- History and Culture
Colocasia esculenta is a common tropical plant originating from southern Indian and Southeast Asia. It is also commonly known as Wild taro or Dasheen. It has been naturalized throughout the tropics, being used as an important food source thanks to its corms, its stems and leaves. It is considered a staple in many cultures and is one of the most widely cultivated vegetables of the Araceae family. In Mauritius, the plant is referred to as sonz or bred sonz while the corms are known as arouy. The plant has rhizomes of different shapes and sizes, from which sprouts grow. It has large leaves of around 40 centimeters long by 25 centimeters wide.
Taro plants require a lot of moisture for their production, in part due to their large transpiring surface. It can reproduce both sexually by seeds and vegetatively by its corms. The species thrives in wet or flooded conditions and is therefore often found around rivers or flooded areas in Mauritius.
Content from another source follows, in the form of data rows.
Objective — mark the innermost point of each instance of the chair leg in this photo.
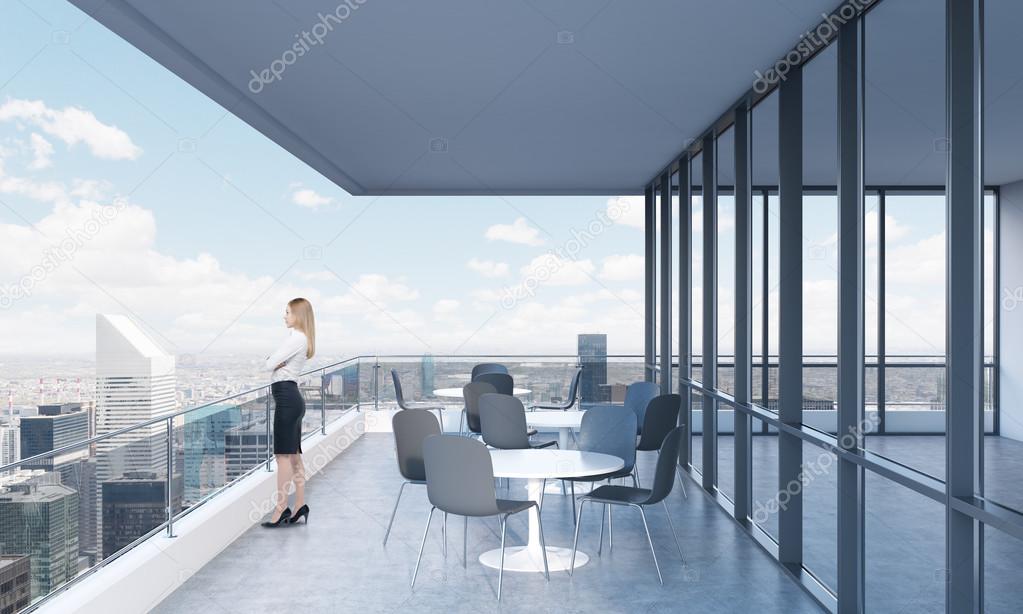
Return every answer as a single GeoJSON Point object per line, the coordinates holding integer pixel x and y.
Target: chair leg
{"type": "Point", "coordinates": [500, 574]}
{"type": "Point", "coordinates": [572, 486]}
{"type": "Point", "coordinates": [681, 483]}
{"type": "Point", "coordinates": [651, 542]}
{"type": "Point", "coordinates": [673, 534]}
{"type": "Point", "coordinates": [394, 512]}
{"type": "Point", "coordinates": [543, 544]}
{"type": "Point", "coordinates": [423, 545]}
{"type": "Point", "coordinates": [575, 541]}
{"type": "Point", "coordinates": [611, 530]}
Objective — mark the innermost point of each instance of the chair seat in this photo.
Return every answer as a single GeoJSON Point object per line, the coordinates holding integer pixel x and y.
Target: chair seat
{"type": "Point", "coordinates": [619, 494]}
{"type": "Point", "coordinates": [513, 506]}
{"type": "Point", "coordinates": [612, 476]}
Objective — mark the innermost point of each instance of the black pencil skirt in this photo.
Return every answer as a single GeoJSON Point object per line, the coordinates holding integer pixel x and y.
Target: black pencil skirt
{"type": "Point", "coordinates": [290, 407]}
In its native environment it is found in wet fields and near the banks of ponds and streams.
No measure is taken for the conservation of C. esculenta, the species is considered ‘Least Concern’ in the IUCN Red List of Threated Species.
Flowering of taro is infrequent and is usually hidden by the leaves; for genetic diversity, flowering is induced through the spraying of gibberellic acid. The leaves of “sonz” are consumed in curry and the rhizome is used as a staple food.